God has revealed to us certain things about Himself that I should filter all of life’s circumstances through. God is all powerful. God is all knowing. He is all wise. But not just that, He is all gracious. He is all compassionate. He is all loving. And God is completely sovereign. What this means for me is that whenever I find myself in a situation that I do not understand, the answer is not usually to try to find the answer but to trust the character of God. There is great rest and peace in not needing to have the answers, and it shows a great lack of faith when God’s children demand an answer for every trial He sees fit to bless us with. We are so quick to call God out for His sovereign choices. It is a great failing when we do not acknowledge God’s right to rule over His creation in the manner He chooses. “Has the potter no right over the clay, to make out of the same lump one vessel for honorable use and another for dishonorable use?” Romans 9:21

I do not deny that these are sobering conclusions, but it is only when we let God be as beautiful and multifaceted as He really is that we begin to experience real joy and rest. While God is in absolute control, and we should rightly bow in submission to His control, He is also just and merciful and loving. Consider a verse only one chapter before the above verse. “And we know that for those who love God all things work together for good, for those who are called according to his purpose.” Romans 8:28. What an incredible reality it is that almighty God has included our good in His ultimate plan to glorify Himself. Now, God maintains the right to show us what good really means for us. Even in the trials we humbly acknowledge that whatever be God’s choice it is a good one. So now, even in the loss of a child, it is not the ultimate condition of the child that brings our grieving hearts ultimate rest. It is knowing the faithful God Who we trust has done right. He has not forsaken us and He is not causing us to suffer needlessly. He is working towards a glorious end when our understanding will be more fully enlightened and our hearts will be thrilled with God’s wisdoms in all the circumstances of our life. “For I consider that the sufferings of this present time are not worth comparing with the glory that is to be revealed to us.” Romans 8:18

May these words direct you to trust God’s choices in all circumstances.

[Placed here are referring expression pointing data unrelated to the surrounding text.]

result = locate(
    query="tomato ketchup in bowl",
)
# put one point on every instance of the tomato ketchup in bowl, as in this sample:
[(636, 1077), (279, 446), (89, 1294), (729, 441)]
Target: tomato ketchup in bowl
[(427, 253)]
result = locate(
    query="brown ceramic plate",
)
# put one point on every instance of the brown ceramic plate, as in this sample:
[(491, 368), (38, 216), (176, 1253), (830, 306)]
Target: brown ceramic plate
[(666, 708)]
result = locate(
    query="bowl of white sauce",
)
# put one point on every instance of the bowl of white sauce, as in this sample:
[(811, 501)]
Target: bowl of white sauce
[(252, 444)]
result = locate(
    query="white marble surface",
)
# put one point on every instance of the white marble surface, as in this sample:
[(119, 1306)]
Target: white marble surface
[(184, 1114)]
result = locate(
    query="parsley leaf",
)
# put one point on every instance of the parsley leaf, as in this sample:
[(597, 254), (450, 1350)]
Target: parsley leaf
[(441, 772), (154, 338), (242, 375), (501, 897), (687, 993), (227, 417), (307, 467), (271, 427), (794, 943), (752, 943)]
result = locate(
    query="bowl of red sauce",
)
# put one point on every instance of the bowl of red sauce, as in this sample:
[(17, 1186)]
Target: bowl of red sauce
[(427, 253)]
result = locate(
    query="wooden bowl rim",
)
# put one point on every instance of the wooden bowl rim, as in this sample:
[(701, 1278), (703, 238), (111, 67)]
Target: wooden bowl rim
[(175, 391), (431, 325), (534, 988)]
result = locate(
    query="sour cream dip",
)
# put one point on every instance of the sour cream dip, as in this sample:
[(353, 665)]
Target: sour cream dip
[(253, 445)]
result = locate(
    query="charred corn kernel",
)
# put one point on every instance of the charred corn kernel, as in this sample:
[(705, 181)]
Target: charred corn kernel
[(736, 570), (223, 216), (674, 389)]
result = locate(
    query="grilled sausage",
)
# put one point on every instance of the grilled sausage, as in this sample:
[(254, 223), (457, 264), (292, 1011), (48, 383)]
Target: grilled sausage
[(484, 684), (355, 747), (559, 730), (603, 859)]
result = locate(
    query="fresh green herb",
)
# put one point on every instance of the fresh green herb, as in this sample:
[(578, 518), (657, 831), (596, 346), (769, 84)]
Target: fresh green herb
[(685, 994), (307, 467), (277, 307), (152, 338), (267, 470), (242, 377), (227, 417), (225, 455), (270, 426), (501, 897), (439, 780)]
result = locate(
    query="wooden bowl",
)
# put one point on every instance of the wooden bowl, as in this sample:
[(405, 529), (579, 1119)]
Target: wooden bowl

3 thoughts on “When a child dies”

  1. Appreciated reading this, Tyler. We must refocus our eyes on Jesus every day, moment to moment. In Him we see all the goodness, all the love, all the tender mercies of our Creator/Father God. Only in Christ are the mysteries and questions of life – and death – answered. I do find great comfort in knowing that new heavens and a new earth await us, a Jerusalem as a place of happiness and delight, where the sound of weeping and of crying will be heard no more (my present pains and sorrows, real as they are now, are so very temporary!). “Never again will there be in it an infant who lives but a few days…..”. Reference Isaiah 65:17-20). Having “lost” 3 babies in this life, this passage has been one to help me focus on God’s faithful love. Sometimes I can hardly wait!